How is data read?

How the DataStax Distribution of Apache Cassandra 3.11 combines results from the active memtable and potentially multiple SSTables to satisfy a read.

To satisfy a read, the DataStax Distribution of Apache Cassandra (DDAC) database must combine results from the active memtable and potentially multiple SSTables. If the memtable has the desired partition data, then the data is read and merged with the data from the SSTables.
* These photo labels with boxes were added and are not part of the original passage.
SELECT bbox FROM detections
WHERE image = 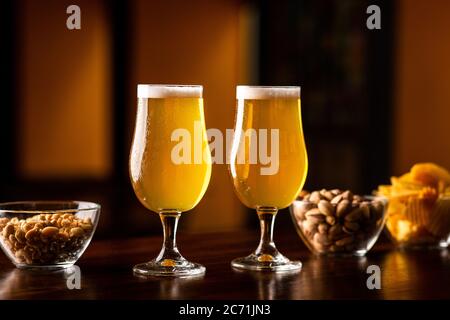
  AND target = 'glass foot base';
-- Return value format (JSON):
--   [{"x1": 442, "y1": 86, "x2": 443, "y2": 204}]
[
  {"x1": 133, "y1": 259, "x2": 206, "y2": 277},
  {"x1": 231, "y1": 253, "x2": 302, "y2": 272}
]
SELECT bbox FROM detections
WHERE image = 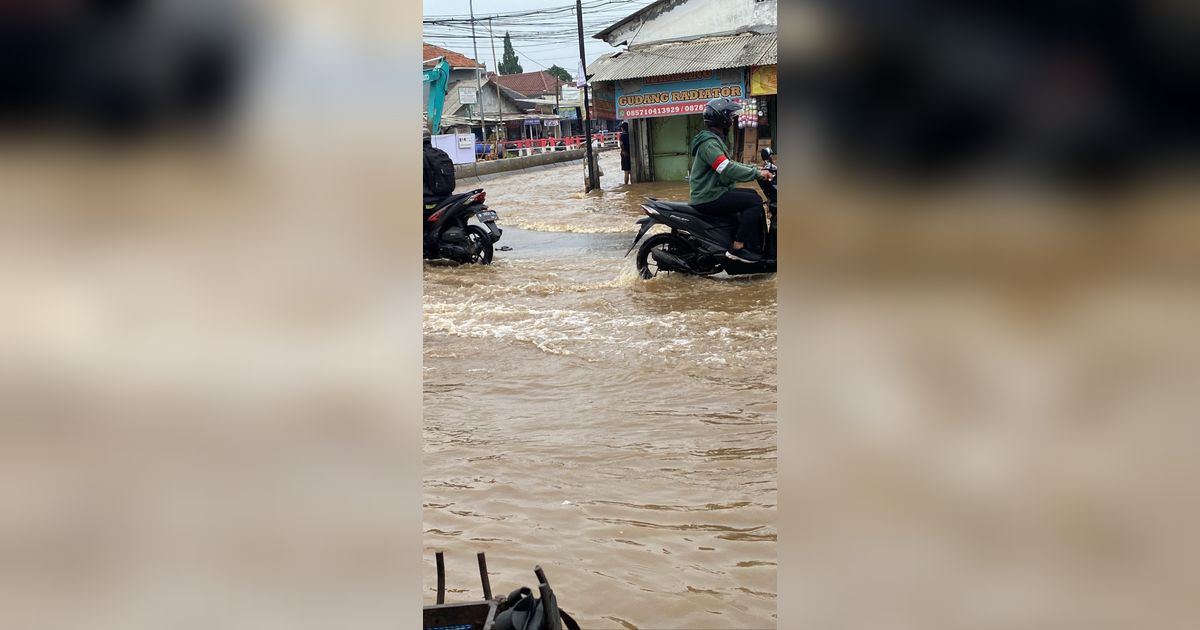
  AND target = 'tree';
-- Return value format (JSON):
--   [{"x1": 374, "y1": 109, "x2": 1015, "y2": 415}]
[
  {"x1": 546, "y1": 65, "x2": 575, "y2": 84},
  {"x1": 499, "y1": 31, "x2": 524, "y2": 74}
]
The database processes data at several stages on the read path to discover where the data is stored, starting with the data in the memtable and finishing with SSTables:
  1. Check the memtable
  2. Check row cache, if enabled
  3. Check Bloom filter
  4. Check partition key cache, if enabled
  5. Go directly to the compression offset map if a partition key is found in the partition key cache, or check the partition summary if not

    If the partition summary is checked, then the partition index is accessed

  6. Locate the data on disk using the compression offset map
  7. Fetch the data from the SSTable on disk
Figure 1. Read request flow

Figure 2. Row cache and Key cache request flow

Row Cache

Typical of any database, reads are fastest when the most in-demand data fits into memory. The operating system page cache is best at improving performance, although the row cache can provide some improvement for very read-intensive operations, where read operations are 95% of the load. Row cache is not recommended for write-intensive operations. If the row cache is enabled, it stores a subset of the partition data stored on disk in the SSTables in memory. In Cassandra, the row cache is stored in fully off-heap memory using an implementation that relieves garbage collection pressure in the Java Virtual Machine (JVM). The subset stored in the row cache uses a configurable amount of memory for a specified period of time. When the cache is full, the row cache uses LRU (least-recently-used) eviction to reclaim memory.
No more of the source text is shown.